Nosce te Ipsum

"Um quadro só vive para quem o olha" - Pablo Picasso

(Nosce te Ipsum)

sábado, 20 de novembro de 2010

Arma de Caça na cabeça de Daniel Riva



“Arma de Caça na cabeça de Daniel Riva”

Lá estava ela, desfilando no vento. E ela se dirigia a mim com passos de sorriso, os mesmos sorrisos que passeiam pela minha lembrança de dias afáveis, os dias que passaram por mim com benquerença e ternura, dias de minhas verdades. As mãos balançavam com o mesmo ritmo das ondas que um dia observamos do mar. Os castanhos cabelos o vento fazia questão de passear os dedos e de me dar ciúmes castanheiros. Aqueles olhos grandes e doces tais quais os chocolates negros que tantas vezes comemos juntos, eles piscavam e os cílios acenavam para mim como incontáveis vezes ela me acenou. A boca volumosa e com certo corte no meio, como se Michelangelo houvesse esculpido, seguia serena como se nunca precisasse falar algo, afinal nossos pensamentos caminhavam como uma única linguagem, as nossas palavras eram sincronizadas como os artistas de uma peça de teatro que algum dia nós presenciamos, fazendo arte nos davam risos, choros, rubores e amores. Aquele narizinho de batata me rememorava todas as brincadeiras tolas dos dias, aquelas que brincamos para suportar o peso das coisas. Ela não era perfeita, eu estava feliz por isso, ao menos uma única vez. Era minha amiga.

- Santa!

Aquela era uma voz que meus ouvidos faziam questão de não decodificar. Ela virou o rosto e o viu. Era assim que ele a chamava, de santa, a mais sagrada. E fora eu que um dia a apresentei a mais bela tradução dela mesma. Mas o tempo pesa na palavra. E Furtados de atenção foram os olhos dela, embora os dedos e a mão esticada em minha direção fossem o suficiente para mim, como se o corpo precisasse seguir o caminho, e seguir o caminho sempre me confortou, qualquer que fosse a estrada. Volveu para mim e deu de ombros, como se já soubesse que eu não fosse impor empecilho algum para que ela se retirasse com aquele que ela chama de amado. Então foi embora, sem mesmo chegar a me cumprimentar, era desnecessário, e nós dois sabíamos.
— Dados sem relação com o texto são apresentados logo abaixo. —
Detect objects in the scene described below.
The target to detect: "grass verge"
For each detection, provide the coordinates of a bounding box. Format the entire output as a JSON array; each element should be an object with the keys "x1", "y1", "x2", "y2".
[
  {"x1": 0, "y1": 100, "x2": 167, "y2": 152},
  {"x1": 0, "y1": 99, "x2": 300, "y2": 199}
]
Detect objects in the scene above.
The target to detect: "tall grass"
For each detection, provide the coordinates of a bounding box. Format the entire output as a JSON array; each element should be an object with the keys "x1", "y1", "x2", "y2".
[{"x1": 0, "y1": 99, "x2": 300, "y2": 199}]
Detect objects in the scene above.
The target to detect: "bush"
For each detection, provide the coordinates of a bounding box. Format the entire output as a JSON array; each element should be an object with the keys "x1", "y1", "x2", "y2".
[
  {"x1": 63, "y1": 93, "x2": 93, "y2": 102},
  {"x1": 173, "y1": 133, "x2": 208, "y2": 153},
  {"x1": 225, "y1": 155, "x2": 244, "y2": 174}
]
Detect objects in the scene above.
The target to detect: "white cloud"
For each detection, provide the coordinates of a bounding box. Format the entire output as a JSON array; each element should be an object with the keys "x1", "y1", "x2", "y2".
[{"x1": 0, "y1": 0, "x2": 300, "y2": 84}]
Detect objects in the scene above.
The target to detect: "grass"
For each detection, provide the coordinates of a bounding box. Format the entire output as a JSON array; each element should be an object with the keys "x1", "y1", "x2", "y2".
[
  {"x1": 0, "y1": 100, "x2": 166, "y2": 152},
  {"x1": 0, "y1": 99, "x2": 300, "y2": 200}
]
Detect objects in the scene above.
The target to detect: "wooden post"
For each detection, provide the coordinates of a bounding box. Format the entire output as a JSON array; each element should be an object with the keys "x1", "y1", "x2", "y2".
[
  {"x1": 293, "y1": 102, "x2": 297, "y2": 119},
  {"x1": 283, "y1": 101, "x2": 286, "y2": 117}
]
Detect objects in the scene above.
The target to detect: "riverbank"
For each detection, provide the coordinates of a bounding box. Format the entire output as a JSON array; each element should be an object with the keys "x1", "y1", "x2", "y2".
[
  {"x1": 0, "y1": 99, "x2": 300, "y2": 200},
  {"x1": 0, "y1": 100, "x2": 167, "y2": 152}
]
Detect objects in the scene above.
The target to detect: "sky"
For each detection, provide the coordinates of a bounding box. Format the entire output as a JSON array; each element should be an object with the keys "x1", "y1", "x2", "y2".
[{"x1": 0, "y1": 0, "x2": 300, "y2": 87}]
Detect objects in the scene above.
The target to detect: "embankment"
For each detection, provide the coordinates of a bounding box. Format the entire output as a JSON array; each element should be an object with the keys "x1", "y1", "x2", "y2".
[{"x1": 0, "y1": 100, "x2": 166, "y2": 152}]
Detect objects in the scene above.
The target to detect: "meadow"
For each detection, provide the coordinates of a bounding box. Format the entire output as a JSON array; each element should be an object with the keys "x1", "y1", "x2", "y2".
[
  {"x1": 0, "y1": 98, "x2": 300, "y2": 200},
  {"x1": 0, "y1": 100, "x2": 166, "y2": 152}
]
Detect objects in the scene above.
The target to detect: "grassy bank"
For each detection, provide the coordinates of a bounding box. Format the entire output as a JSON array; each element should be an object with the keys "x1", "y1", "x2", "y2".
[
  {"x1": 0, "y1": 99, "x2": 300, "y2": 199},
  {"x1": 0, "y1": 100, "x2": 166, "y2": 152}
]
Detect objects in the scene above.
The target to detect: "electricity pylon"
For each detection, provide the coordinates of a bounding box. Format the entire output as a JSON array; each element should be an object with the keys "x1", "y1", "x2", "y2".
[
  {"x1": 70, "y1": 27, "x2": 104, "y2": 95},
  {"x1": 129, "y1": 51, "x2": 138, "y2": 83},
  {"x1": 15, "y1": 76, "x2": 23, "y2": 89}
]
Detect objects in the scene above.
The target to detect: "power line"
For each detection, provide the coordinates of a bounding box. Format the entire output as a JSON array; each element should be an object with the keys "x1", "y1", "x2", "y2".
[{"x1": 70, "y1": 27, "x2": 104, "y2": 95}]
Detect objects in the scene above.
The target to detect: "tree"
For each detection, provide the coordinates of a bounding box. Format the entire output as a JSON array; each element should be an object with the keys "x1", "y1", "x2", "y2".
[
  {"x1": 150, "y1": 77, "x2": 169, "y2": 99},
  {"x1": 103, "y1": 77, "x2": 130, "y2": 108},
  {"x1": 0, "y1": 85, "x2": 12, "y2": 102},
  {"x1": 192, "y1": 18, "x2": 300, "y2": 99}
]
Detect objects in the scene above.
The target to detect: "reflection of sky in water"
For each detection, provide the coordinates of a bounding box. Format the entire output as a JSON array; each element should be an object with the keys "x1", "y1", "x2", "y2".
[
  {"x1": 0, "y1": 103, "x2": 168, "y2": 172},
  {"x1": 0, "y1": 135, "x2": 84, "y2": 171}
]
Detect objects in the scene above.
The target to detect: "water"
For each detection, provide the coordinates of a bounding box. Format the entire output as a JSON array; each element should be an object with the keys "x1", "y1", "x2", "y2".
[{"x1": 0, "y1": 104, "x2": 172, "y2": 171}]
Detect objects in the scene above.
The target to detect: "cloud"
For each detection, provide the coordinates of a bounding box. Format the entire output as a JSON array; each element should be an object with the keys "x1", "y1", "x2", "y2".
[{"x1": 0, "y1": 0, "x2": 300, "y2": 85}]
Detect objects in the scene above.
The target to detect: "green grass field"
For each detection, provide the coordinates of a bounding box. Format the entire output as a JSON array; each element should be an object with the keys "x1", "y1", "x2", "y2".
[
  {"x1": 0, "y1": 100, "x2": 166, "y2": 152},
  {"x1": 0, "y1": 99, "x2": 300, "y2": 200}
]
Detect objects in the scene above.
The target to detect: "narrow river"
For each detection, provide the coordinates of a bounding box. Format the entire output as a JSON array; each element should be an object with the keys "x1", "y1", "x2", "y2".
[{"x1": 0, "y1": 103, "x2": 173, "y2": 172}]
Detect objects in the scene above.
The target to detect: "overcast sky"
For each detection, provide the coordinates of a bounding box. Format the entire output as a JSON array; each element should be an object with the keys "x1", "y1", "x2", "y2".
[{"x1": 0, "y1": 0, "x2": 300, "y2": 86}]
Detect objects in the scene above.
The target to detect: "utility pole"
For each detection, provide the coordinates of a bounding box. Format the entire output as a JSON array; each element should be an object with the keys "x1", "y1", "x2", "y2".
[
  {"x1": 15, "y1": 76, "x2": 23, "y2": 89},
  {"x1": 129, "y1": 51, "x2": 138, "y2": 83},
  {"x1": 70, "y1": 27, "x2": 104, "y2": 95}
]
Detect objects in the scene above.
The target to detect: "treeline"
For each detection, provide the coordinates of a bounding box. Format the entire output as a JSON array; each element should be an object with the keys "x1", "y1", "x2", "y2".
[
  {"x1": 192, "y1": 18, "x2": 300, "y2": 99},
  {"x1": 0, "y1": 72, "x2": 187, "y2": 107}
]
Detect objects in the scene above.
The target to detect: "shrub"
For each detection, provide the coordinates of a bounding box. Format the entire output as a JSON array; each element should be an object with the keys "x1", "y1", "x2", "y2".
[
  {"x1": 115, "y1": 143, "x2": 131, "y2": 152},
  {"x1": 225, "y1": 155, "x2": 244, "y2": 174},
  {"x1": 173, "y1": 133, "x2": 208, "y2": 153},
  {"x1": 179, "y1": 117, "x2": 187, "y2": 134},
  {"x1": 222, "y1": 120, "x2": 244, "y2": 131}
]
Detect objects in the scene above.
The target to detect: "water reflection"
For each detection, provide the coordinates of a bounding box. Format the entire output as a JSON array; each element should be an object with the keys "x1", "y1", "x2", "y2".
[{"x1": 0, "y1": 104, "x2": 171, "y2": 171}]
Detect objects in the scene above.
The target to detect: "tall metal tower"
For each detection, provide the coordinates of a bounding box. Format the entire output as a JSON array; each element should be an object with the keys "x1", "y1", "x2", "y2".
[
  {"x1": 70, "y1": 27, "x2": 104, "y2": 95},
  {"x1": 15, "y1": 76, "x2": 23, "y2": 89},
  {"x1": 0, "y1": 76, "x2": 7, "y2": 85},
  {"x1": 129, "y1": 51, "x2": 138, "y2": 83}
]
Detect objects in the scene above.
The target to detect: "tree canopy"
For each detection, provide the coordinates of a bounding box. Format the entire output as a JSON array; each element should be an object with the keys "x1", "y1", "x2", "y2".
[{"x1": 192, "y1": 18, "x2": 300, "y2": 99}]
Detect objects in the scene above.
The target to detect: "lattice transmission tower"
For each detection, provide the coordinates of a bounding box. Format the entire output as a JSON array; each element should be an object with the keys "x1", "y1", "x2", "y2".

Dei as costas e voltei para o meu rumo, preferia que o silêncio houvesse imperado em mim, mas aquela palavra santa imperou no silêncio. Eu era como diria certa Pessoa: Uma catedral de silêncios eleitos. Naquele dia não pude distinguir as roupas dela, apenas o seu movimento, o que vestia o seu ser. Não olhei sandália, brinco, pulseira ou blusa, apenas as memórias de cada momento bom que ela levava nos pés, nas orelhas, nos braços e no peito. O riso que sempre quis rir, ou mesmo gargalhar. Eu era a minha piada.

Sentei no meio do meu rumo. Senti como se não fosse aquele tempo, até pude ver um menestrel qualquer a entrar com seu bandolim. Não. Eram os bytes que cantavam Beirut em Elephant Gun:

If I was young, I'd flee this town
I'd bury my dreams underground
As did I, we drink to die, we drink tonight

Naquela noite bebi qualquer coisa de que não me lembro, mas funcionou: não sonhei ao dormir. O trompete anunciou que talvez eu tenha bebido esquecimento. Infelizmente não bebi o bastante. Escrevi alguma coisa em algum guardanapo, apenas o nome: Daniel Riva. Apenas o nome era legível. Era o meu nome. Vi-me através do espelho, lembrei-me de que certa vez soube que Daniel significava “Deus é meu juiz” e Riva “Rio”. Dos rabiscos que escrevi não importa o que me fez dizer, importa o que se fez ouvir. Como música:

Far from home, elephant gun
Let's take them down one by one
We'll lay it down, it's not been found, it's not around

A bala disparou, e mesmo assim a minha memória não cessou.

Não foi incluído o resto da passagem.